We have Michele Bachmann and Sarah Palin making up history. We have reality shows that are edited for maximum entertainment. And now we have the CBS showing fake, impossible views of the July 4th fireworks in Boston. This was the headline story in the Boston Globe this morning and what greeted me when I picked up the paper.
Those who watched Boston’s revered Fourth of July celebration Monday night on CBS were treated to spectacular views of fireworks exploding behind the State House, Quincy Market, and home plate at Fenway Park, among other places – great views, until you consider that they were physically impossible.
But most disturbing was organizer David Mugar’s reaction.
Mugar said the added images were above board because the show was entertainment and not news. He said it was no different than TV drama producer David E. Kelley using scenes from his native Boston in his show “Boston Legal’’ but shooting the bulk of each episode on a studio set in Hollywood.
“Absolutely, we’re proud to show scenes from our city,’’ Mugar said. “It’s often only shown in film or in sporting matches.
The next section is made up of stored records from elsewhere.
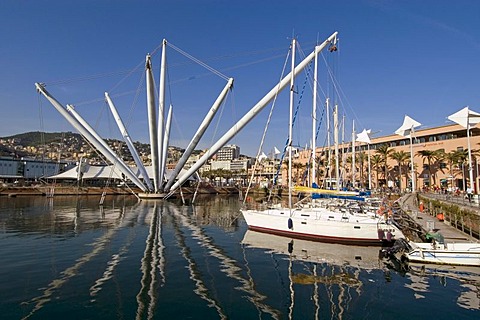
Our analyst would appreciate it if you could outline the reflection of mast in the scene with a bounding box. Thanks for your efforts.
[21,201,135,320]
[135,202,166,320]
[169,205,227,319]
[243,230,381,318]
[288,244,294,320]
[169,205,281,319]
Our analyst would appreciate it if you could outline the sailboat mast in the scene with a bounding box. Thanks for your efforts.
[367,142,372,190]
[326,98,331,187]
[351,120,356,189]
[312,47,318,186]
[288,38,296,210]
[341,113,345,189]
[334,105,340,190]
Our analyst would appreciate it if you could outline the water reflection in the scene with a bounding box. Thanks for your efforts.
[404,264,480,310]
[135,202,166,320]
[241,230,386,319]
[1,195,478,319]
[19,197,141,319]
[169,203,281,319]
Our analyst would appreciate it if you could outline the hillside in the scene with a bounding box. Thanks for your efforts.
[1,131,82,146]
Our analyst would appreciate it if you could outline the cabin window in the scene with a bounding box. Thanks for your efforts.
[354,226,360,229]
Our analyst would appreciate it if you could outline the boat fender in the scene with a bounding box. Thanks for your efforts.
[377,229,385,240]
[387,231,392,241]
[288,218,293,230]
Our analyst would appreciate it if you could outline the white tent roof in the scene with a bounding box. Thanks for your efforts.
[47,164,197,181]
[447,106,480,128]
[395,115,421,137]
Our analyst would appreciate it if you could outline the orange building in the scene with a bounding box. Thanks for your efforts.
[287,123,480,193]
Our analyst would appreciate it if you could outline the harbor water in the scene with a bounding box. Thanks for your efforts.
[0,195,479,319]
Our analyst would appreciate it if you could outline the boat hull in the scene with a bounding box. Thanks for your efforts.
[405,242,480,266]
[241,208,403,246]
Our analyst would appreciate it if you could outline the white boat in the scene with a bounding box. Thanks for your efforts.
[241,34,404,246]
[404,241,480,266]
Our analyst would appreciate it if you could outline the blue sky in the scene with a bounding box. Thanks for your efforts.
[1,0,479,157]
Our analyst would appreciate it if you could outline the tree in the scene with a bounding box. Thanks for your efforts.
[376,144,392,183]
[371,154,382,188]
[390,150,410,191]
[416,149,443,188]
[356,151,367,188]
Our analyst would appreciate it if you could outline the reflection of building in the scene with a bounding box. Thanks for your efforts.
[290,123,480,191]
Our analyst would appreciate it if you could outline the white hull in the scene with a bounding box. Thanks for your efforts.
[405,242,480,266]
[241,206,403,246]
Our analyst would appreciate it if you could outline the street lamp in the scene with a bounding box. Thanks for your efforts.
[395,115,421,193]
[448,106,480,193]
[356,129,372,190]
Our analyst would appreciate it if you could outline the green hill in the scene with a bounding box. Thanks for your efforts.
[1,131,82,146]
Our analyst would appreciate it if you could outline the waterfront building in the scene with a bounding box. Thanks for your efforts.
[0,157,72,183]
[288,123,480,192]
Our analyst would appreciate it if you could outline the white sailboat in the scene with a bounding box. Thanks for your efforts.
[241,34,405,246]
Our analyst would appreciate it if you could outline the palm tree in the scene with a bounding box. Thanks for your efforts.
[441,150,461,190]
[455,149,469,190]
[390,150,410,191]
[376,144,392,183]
[416,149,443,188]
[356,151,367,188]
[371,154,382,188]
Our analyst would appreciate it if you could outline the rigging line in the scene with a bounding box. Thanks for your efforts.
[321,51,362,130]
[272,60,313,185]
[124,67,146,132]
[108,59,146,94]
[209,92,227,148]
[167,42,229,81]
[244,46,291,202]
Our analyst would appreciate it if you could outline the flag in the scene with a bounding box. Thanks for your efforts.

We were able to highlight great places in Boston, historical places with direct ties to the Fourth. So we think it was a good thing.’’
A CBS Television spokesman declined comment about whether the network was aware of, or approved of, the fireworks show being digitally altered.
So, it is OK to shoot landmarks separately and then add them to a live fireworks display. I don’t think so. There is a difference between a fictional show like “Boston Legal” and a live broadcast. It would be like the Red Sox adding footage of David Ortiz hitting one out of the park during batting practice and calling it part of the game. Or the Celtics adding footage of Ray Allen hitting a three pointer. Live entertainment is just that: live. You don’t know exactly what is going to happen and that is part of the reason we watch things live.
And what do we do about the tourists who come next year to see the fireworks behind the State House and find out they can’t see them?
Eric Deggans, a Florida-based media critic and regular panelist on CNN’s media critique show “Reliable Sources,’’ said the altered video presents a potential credibility problem for CBS.
“It is an ethical issue, and to say it’s not because the show was aired through CBS Entertainment is to imply that the entertainment side of CBS has no ethics,’’ Deggans said. “I think – especially in today’s media environment – the most important commandment for media is to not mislead the viewer. . . . If you’re a viewer who doesn’t know Boston, you’re getting a picture of the layout of the city that doesn’t exist.’’
Asked about Mugar’s argument that the show was entertainment so the usual rules did not apply, Clodfelter, the commenter from Brighton, said if that’s the case “why not superimpose Neil Armstrong on the moon?’’
Exactly. No wonder there are people who believe that the moon landings are staged in Arizona. Mugar has done a wonderful organizing and sponsoring the fireworks for many years, but he is absolutely wrong about this.